Whittington-Ince was the second youngest of eight children (and the youngest of three sons) of the Rev Edward Ince. The family name of Whittington-Ince was created by Royal Licence in 1893 when the Reverend Ince was granted the use of the surname and coat of arms by William Whittington-Ince of Douglas, Isle of Man in his will. The family can trace its ancestry back to William the Conqueror.
Ralph was born at the British Chaplaincy in Milan in 1898 and grew up in Ellesmere where, along with his two brothers, he attended St Oswalds School. In 1912 the family moved to Hampshire and Ralph, by then 11, was sent to Cranleigh.
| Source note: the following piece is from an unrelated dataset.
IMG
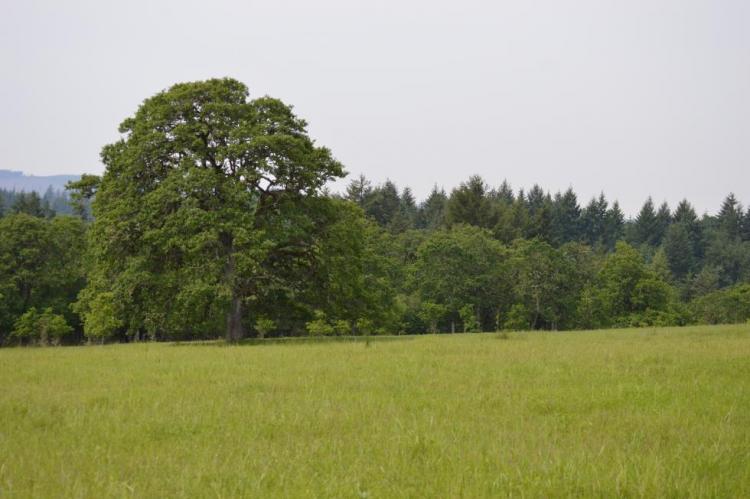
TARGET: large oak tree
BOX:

Throughout his time at the School he was known by the surname Ince.
In June 1915 he secured a place at Sandhurst and left Cranleigh midway through the summer term for officer training. Herbert Rhodes, his headmaster, wrote that he was “satisfactory but very slack at times”.
Ralph obtained a commission in the East Yorkshires on April 7 1916 and proceeded to France at the beginning of February 1917. He saw a considerable amount of action with his battalion and after a daylight raid at Fresnoy on November 8 1917 he was awarded the Military Cross for his “fine leadership and good example”.
By November 1918 the 11th battalion of the East Yorkshires were in pursuit of the retreating Germans along the Renaix-Brussels Road. German deserters, who had been hidden in the cellars of Renaix, gave themselves up on the morning of the 10th. As the advance pressed on, C Company, including Ralph, met sporadic resistance, but this became more intense as they reached the village of Flobecq where “a considerable amount of opposition was met with enemy machine guns”. It was here that he was hit by machine gun fire and seriously wounded. He was evacuated to Casualty Clearing Station No. 36 at Sweveghem where he died in the early hours of November 11. He was buried in the local churchyard and later moved to the CWGC cemetery at Vichte.
The battalion diary noted that at 2.30am on November 11 “news was received that an armistice was signed and would come into force at 11am.”. Even then, the battalion were ordered to “establish a line as far east as possible” and the advance continued, albeit without any resistance.
One can only imagine what his mother, who had been widowed the previous summer, went through. As the Armistice was celebrated on November 11 she almost certainly would have thought her three sons had all survived. Within a day or two the telegram containing the news of Ralph’s death arrived.